The concept of “scaling laws” became a standard tool for AI labs planning training runs worth millions of dollars. Teams at Google DeepMind, Anthropic, Meta, and others adopted the methodology of fitting power laws to smaller runs and extrapolating to predict large-run performance. This enabled principled decisions about hardware purchases and training schedules months in advance.

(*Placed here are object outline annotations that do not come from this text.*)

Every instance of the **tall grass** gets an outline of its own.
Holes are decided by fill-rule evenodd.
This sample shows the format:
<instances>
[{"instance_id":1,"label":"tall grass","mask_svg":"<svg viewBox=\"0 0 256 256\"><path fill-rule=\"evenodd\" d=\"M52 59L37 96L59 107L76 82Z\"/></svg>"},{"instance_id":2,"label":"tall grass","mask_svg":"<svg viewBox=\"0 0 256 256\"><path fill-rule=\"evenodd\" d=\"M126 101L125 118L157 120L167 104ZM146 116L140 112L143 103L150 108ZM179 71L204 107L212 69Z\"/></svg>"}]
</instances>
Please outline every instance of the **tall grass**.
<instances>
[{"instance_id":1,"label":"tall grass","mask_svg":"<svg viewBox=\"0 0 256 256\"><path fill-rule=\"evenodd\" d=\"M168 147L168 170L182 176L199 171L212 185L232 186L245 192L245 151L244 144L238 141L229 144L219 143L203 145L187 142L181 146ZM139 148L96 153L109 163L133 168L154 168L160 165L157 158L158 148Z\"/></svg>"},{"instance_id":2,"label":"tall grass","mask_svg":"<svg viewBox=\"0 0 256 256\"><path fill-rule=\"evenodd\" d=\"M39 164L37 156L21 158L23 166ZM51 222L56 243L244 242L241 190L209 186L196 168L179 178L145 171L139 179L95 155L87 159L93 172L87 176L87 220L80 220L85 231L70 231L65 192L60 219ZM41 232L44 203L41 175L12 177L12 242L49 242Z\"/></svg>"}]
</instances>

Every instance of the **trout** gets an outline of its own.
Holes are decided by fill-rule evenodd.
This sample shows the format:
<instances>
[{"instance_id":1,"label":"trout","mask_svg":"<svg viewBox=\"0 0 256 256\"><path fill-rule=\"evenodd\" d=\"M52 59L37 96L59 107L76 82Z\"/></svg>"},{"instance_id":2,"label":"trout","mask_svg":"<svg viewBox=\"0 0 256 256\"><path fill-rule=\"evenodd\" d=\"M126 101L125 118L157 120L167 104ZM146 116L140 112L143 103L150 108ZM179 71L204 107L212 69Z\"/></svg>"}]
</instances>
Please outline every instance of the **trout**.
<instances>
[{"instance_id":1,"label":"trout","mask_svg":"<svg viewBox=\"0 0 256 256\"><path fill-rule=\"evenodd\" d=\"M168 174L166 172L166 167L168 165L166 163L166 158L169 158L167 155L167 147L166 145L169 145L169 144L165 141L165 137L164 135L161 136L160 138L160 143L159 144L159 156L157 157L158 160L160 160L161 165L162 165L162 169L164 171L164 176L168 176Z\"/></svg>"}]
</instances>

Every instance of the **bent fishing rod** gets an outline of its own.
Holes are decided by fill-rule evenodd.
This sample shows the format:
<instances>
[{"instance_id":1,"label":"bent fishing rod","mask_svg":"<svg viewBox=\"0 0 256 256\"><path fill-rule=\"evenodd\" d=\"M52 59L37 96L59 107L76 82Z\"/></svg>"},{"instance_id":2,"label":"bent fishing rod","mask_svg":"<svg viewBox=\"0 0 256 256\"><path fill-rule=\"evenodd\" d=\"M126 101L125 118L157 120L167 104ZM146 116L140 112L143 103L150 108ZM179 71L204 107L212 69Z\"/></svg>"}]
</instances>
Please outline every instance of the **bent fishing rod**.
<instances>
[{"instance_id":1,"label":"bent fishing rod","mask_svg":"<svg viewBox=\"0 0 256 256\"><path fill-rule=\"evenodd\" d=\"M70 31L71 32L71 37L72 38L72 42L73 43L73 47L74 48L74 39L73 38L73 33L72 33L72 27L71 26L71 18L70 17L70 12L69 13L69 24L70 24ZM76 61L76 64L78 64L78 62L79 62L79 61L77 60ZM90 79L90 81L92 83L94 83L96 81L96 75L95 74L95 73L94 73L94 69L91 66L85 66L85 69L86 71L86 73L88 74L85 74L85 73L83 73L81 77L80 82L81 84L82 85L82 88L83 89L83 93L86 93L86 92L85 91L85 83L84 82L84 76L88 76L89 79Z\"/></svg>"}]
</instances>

However, the specific numerical recommendations were later revised. The 2022 Chinchilla paper by Hoffmann et al. at DeepMind found that compute-optimal training actually requires much more data relative to parameters than Kaplan et al. suggested. While Kaplan et al. predicted \(N \propto C^{0.73}\) and \(D \propto C^{0.27}\) (parameters should grow much faster than data), Chinchilla found roughly equal scaling for both, leading to smaller but better-trained models at the same compute budget. This revision did not invalidate the scaling law methodology – it refined the exponents, and demonstrated exactly the kind of distribution-dependent variation the original paper cautioned about. The broader insight that performance scales predictably with compute, and that you can plan large training runs from smaller experiments, remains foundational to the field.

Prerequisites

To follow this paper, a reader should understand:

Cross-entropy loss: the standard loss function for next-token prediction. It measures how surprised the model is by the actual next token, in nats (natural logarithm units). Lower is better.
Power laws: relationships of the form \(y = ax^b\), which appear as straight lines on log-log plots. The exponent \(b\) tells you how fast \(y\) changes with \(x\).
The Transformer architecture, including self-attention, feed-forward layers, and the distinction between encoder and decoder (see Attention Is All You Need).
Decoder-only language models that predict the next token given all previous tokens (see Improving Language Understanding by Generative Pre-Training).
Basic optimization concepts: training steps, batch size, learning rate schedules, convergence, and early stopping.

Connections

Transformer architecture (see Attention Is All You Need): This paper studies exactly that architecture in its decoder-only variant. It confirms that the Transformer’s performance scales predictably with size, and discovers that architectural details (depth vs. width, number of attention heads) matter far less than total parameter count.
GPT (see Improving Language Understanding by Generative Pre-Training): The models in this paper are essentially GPT-style decoder-only Transformers trained on WebText2, the successor to GPT’s WebText dataset. The scaling laws discovered here provided the quantitative justification for scaling up to GPT-3.
BERT (see BERT: Pre-training of Deep Bidirectional Transformers): While BERT uses a bidirectional encoder architecture and this paper studies unidirectional decoders, both demonstrate that larger pre-trained language models perform better. This paper goes further by precisely quantifying the relationship and discovering that model shape (the choice BERT makes to be an encoder) matters much less than model scale.
GANs (see Generative Adversarial Nets) and VAEs (see Auto-Encoding Variational Bayes): These are other generative modeling frameworks. The paper conjectures that similar scaling laws may hold for other generative models with maximum likelihood losses, potentially including VAEs. GANs, which use a different adversarial training objective, would be a less direct extension.